Der globale Trend hin zu politischem Konservatismus und postfaktischer Politik führt in den vergangenen Jahren dazu, dass Machthaber in Europa übermäßig auf das Strafgesetz zur Lösung sozialer und gesellschaftlicher Probleme setzen. Das Nordische Modell kriminalisiert einvernehmlichen Sex gegen Geld und wird von der mächtigen Lobby der Prostitutionsgegner*innen europaweit als Methode zur Verhinderung des Menschenhandels angepriesen. Während Belege für eine verbesserte Strafverfolgung von Menschenhandel innerhalb oder außerhalb der Sexarbeitsbranche fehlen, zeigen Studien, Evaluationen und Community Reports sehr deutlich die negativen Auswirkungen für Menschen in der Sexarbeit.

Seit 2017 ist auch Deutschland von dem Kriminalisierungs-Trend betroffen: Das sogenannte Prostituiertenschutzgesetz verschärft die Stigmatisierung und Diskriminierung von Sexarbeiter*innen und erschwert menschenwürdige Arbeitsbedingungen. Zwei Jahre nach der Einführung fällt auch die Bilanz der Evaluation des Gesetzes in NRW dementsprechend negativ aus.

Akademiker*innen, Menschenrechtsorganisationen wie Amnesty International, LGBTI+-Organisationen, Sexworker-Verbände, Organisationen zur Bekämpfung des Menschenhandels sowie Kooperationen der Vereinten Nationen wie WHO und UNAIDS dokumentieren bereits seit Jahren die negativen Auswirkungen der Kriminalisierung von Sexarbeit. In Ländern wie Schweden, Norwegen und Frankreich kämpfen Sexarbeiter*innen unermüdlich um ihre Persönlichkeitsrechte, Arbeitsrechte und ihre Sicherheit. Während Verfechter*innen das Nordische Modell als Methode zum „Schutz der Schwächsten“ inszenieren, zeigen die repressiven Gesetzgebungen in Wirklichkeit besonders fatale Folgen für die große Gruppe der in der Sexarbeit tätigen Migrant*innen.
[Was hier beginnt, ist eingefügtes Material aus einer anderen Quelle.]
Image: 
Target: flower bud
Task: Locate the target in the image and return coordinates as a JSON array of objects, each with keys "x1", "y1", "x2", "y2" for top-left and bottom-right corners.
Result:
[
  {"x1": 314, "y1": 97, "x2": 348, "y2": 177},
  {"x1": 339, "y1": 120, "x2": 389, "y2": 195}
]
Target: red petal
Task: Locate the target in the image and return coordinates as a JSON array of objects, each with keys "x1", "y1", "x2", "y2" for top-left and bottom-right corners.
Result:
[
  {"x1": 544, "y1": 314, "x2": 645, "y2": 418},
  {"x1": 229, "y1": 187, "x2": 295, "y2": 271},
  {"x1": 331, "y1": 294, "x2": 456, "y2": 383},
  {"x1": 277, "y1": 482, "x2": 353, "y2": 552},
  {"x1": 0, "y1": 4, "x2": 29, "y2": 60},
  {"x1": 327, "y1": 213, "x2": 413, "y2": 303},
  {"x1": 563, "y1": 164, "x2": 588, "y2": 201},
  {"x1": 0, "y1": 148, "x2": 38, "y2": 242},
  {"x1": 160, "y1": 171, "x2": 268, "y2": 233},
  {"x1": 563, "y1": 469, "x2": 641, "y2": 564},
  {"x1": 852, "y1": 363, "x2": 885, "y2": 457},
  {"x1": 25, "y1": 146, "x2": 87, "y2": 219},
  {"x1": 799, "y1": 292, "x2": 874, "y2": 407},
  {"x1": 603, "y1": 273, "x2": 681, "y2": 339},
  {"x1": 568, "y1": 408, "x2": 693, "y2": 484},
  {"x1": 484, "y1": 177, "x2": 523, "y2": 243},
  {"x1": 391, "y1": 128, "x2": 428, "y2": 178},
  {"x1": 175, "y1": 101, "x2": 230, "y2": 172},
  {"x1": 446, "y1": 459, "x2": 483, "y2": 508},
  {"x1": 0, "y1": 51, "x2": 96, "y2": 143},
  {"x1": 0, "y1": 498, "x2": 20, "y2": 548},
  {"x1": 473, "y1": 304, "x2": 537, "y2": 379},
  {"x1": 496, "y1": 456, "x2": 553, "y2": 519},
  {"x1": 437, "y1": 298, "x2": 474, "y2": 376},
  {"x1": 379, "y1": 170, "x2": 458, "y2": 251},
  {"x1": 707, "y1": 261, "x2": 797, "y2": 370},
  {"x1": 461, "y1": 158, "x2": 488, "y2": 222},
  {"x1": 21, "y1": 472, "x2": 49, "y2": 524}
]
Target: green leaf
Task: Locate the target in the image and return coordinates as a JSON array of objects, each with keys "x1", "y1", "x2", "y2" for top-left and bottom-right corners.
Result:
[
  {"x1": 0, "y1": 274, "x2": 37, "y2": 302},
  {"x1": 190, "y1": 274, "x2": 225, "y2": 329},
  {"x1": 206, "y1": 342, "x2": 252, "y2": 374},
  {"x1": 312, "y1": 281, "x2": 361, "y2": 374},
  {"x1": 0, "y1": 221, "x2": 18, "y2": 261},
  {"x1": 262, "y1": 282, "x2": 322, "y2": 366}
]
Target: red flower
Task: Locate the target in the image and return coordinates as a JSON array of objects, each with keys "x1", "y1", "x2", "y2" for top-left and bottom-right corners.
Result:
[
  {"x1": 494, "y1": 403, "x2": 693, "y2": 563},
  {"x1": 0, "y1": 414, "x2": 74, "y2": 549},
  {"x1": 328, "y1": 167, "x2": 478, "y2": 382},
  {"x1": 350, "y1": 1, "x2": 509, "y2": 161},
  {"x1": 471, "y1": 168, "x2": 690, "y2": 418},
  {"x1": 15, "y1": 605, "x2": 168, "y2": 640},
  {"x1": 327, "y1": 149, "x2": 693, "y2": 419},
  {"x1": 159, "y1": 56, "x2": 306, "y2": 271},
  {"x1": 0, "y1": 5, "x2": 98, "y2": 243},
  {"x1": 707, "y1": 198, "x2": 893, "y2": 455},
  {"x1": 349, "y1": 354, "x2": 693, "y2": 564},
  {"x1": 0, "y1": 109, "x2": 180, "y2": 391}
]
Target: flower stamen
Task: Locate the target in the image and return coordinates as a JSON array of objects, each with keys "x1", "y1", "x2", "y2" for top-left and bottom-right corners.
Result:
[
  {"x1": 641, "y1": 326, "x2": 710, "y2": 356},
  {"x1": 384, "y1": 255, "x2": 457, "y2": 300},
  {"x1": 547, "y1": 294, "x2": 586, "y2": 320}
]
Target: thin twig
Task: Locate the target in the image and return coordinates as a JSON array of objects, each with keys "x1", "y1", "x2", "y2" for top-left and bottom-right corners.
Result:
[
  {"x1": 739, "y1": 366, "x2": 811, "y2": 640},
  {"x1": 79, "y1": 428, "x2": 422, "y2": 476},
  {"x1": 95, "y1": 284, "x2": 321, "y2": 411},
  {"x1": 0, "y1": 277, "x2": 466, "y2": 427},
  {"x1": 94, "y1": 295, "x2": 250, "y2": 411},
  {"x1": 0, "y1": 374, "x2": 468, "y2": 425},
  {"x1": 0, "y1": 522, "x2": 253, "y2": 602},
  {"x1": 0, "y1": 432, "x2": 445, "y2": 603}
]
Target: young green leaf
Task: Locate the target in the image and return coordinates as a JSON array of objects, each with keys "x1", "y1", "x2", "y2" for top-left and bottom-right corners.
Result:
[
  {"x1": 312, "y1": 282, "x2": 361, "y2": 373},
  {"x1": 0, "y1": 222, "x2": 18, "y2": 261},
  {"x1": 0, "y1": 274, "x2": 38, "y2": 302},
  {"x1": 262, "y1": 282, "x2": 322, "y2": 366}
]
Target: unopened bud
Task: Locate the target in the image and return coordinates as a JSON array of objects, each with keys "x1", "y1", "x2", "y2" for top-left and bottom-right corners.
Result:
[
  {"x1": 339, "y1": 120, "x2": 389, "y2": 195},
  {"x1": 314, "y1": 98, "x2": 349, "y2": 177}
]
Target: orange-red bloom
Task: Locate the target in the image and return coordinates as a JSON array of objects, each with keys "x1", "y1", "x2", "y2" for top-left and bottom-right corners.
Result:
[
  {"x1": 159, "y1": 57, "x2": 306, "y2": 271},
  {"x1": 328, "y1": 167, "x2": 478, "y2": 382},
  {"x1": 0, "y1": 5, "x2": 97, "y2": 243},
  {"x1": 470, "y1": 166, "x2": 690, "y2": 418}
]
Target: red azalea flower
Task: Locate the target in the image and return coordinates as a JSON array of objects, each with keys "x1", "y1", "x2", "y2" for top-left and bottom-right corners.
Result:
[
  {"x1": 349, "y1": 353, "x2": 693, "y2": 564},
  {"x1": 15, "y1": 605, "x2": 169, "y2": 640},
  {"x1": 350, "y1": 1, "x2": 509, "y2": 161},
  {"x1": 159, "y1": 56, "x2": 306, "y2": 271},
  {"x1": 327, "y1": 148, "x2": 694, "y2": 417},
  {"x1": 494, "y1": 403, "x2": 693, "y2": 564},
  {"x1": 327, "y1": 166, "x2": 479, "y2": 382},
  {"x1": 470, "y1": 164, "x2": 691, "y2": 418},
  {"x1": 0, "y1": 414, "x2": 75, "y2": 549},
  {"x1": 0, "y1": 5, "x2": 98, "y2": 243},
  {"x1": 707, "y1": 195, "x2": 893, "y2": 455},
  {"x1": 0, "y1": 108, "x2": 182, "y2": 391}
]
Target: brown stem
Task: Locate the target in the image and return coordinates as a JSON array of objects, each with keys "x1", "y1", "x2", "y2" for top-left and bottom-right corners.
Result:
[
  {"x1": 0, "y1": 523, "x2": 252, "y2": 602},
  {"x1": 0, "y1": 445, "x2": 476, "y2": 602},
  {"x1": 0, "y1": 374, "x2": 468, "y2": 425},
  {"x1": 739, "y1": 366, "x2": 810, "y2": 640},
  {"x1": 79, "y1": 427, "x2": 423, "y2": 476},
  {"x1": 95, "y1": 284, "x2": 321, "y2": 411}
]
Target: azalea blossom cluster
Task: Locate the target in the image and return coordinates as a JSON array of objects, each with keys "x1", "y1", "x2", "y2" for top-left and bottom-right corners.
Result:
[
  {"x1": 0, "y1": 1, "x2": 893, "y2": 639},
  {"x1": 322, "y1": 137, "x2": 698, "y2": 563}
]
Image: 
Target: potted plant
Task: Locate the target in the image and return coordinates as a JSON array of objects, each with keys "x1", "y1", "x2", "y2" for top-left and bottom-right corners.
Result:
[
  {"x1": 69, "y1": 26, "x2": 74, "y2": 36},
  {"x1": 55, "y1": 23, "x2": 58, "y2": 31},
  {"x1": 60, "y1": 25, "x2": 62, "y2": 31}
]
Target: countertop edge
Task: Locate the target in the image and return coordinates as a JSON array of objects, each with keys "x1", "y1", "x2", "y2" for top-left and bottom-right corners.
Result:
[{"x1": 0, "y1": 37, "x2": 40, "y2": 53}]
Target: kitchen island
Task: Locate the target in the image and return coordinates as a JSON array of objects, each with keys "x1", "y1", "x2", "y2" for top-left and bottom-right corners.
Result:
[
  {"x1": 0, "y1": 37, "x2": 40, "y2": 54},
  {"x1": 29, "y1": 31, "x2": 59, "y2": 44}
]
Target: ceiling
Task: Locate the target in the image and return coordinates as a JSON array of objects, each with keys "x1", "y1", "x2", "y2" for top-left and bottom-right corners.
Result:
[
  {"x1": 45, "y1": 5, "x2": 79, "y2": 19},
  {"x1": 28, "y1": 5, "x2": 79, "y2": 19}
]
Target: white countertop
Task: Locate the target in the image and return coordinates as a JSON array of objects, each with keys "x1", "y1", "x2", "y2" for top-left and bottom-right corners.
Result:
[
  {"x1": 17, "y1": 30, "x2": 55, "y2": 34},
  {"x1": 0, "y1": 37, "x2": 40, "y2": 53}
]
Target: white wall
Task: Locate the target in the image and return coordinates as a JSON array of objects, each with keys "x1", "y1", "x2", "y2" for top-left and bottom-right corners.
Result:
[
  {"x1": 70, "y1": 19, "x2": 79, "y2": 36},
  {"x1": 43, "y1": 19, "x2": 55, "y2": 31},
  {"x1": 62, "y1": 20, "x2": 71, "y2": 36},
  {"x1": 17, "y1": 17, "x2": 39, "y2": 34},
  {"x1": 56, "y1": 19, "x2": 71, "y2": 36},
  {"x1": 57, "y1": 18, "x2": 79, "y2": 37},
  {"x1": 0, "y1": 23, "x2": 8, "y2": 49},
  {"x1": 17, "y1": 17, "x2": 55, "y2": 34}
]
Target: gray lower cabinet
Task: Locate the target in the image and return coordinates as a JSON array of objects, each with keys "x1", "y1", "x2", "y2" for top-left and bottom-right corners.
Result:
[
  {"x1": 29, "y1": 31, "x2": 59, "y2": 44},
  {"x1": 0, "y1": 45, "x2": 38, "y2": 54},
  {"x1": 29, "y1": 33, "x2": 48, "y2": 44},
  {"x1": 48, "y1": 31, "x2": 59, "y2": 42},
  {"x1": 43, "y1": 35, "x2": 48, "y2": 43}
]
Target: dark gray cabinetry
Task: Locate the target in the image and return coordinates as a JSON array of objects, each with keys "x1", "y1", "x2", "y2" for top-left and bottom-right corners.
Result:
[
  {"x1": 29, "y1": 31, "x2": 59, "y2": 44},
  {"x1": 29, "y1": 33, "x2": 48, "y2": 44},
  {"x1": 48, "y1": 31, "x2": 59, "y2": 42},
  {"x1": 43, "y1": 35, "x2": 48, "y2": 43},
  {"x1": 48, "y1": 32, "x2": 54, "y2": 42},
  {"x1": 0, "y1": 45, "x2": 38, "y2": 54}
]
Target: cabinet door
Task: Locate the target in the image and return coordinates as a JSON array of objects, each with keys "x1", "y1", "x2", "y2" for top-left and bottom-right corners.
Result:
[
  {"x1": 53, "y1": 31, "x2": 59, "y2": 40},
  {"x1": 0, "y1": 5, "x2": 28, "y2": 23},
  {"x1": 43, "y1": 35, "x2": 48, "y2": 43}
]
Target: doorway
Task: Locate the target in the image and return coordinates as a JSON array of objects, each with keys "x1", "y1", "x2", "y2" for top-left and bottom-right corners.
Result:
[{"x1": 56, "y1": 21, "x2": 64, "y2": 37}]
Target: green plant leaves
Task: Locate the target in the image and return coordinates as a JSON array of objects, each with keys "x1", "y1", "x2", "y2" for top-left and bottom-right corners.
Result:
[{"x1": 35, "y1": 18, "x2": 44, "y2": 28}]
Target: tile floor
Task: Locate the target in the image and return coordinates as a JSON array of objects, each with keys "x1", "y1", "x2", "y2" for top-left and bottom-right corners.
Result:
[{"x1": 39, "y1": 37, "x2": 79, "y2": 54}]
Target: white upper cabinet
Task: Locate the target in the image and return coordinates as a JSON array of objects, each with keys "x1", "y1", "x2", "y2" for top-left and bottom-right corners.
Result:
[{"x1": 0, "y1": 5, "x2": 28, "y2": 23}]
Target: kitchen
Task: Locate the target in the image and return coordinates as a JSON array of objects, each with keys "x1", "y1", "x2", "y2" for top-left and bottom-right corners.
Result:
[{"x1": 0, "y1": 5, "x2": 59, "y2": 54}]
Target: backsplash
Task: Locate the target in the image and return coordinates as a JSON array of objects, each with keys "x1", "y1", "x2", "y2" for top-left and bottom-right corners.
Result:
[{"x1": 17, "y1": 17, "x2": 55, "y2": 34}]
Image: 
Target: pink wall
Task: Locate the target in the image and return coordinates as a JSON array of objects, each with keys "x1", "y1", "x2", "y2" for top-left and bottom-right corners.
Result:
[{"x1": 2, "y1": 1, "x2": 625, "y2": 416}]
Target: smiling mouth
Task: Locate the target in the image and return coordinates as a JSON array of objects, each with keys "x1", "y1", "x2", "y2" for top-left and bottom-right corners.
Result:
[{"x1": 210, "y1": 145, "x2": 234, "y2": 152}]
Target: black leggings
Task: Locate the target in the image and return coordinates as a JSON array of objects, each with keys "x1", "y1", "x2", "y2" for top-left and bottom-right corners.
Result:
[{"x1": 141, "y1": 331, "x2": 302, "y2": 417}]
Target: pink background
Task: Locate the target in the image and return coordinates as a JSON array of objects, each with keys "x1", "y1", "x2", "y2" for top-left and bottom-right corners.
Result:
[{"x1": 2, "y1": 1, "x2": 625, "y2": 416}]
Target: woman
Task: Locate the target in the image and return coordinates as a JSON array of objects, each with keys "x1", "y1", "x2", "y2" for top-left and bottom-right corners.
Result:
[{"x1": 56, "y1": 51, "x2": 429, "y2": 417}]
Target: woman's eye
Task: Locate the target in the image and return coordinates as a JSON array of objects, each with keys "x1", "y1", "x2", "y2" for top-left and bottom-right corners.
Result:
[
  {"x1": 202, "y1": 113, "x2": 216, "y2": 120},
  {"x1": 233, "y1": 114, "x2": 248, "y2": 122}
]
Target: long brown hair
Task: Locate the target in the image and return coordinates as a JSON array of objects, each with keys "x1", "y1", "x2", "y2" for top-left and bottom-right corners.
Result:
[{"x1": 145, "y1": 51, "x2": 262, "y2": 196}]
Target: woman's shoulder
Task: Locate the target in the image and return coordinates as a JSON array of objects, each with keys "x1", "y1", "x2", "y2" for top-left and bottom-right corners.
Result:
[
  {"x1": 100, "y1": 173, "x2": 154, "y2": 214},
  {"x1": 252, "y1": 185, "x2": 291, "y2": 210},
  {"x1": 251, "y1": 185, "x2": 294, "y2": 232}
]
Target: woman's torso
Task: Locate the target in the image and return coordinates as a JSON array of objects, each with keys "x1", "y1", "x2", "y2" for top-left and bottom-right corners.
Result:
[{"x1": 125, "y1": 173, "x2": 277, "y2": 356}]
Die Geschichte wiederholt sich: Nachdem Frankreich 1960 die UN-Konvention zur „Unterbindung des Menschenhandels und der Ausnutzung der Prostitution anderer“ unterzeichnet hatte, gerieten Sexarbeiter*innen zunehmend unter Druck. Die Strafmaßnahmen des Staates und die gesellschaftliche Diskriminierung erreichten in den 70er Jahren einen damaligen Höhepunkt. Sexarbeiter*innen mussten aus berechtigter Angst vor Verhaftung ihre Arbeit im Verborgenen ausüben und damit das erhöhte Risiko von Gewalttaten in Kauf nehmen. Das gemeinsame Anmieten von Wohnungen konnte die Verurteilung wegen Kuppelei oder Zuhälterei nach sich ziehen. In Folge prägten Gewalt, Polizei-Schikanen und die damit verbundene massive Verdrängung von Sexarbeit aus dem öffentlichem Raum den Alltag von Sexarbeiter*innen in Frankreich.

Die Signalwirkung der Proteste in Lyon bleibt desweilen bestehen – der französische „Hurenstreik“ gilt als Ausgangspunkt der weltweiten Bewegung für Rechte von Sexarbeiter*innen, deren Engagement auch heute mehr als nötig ist.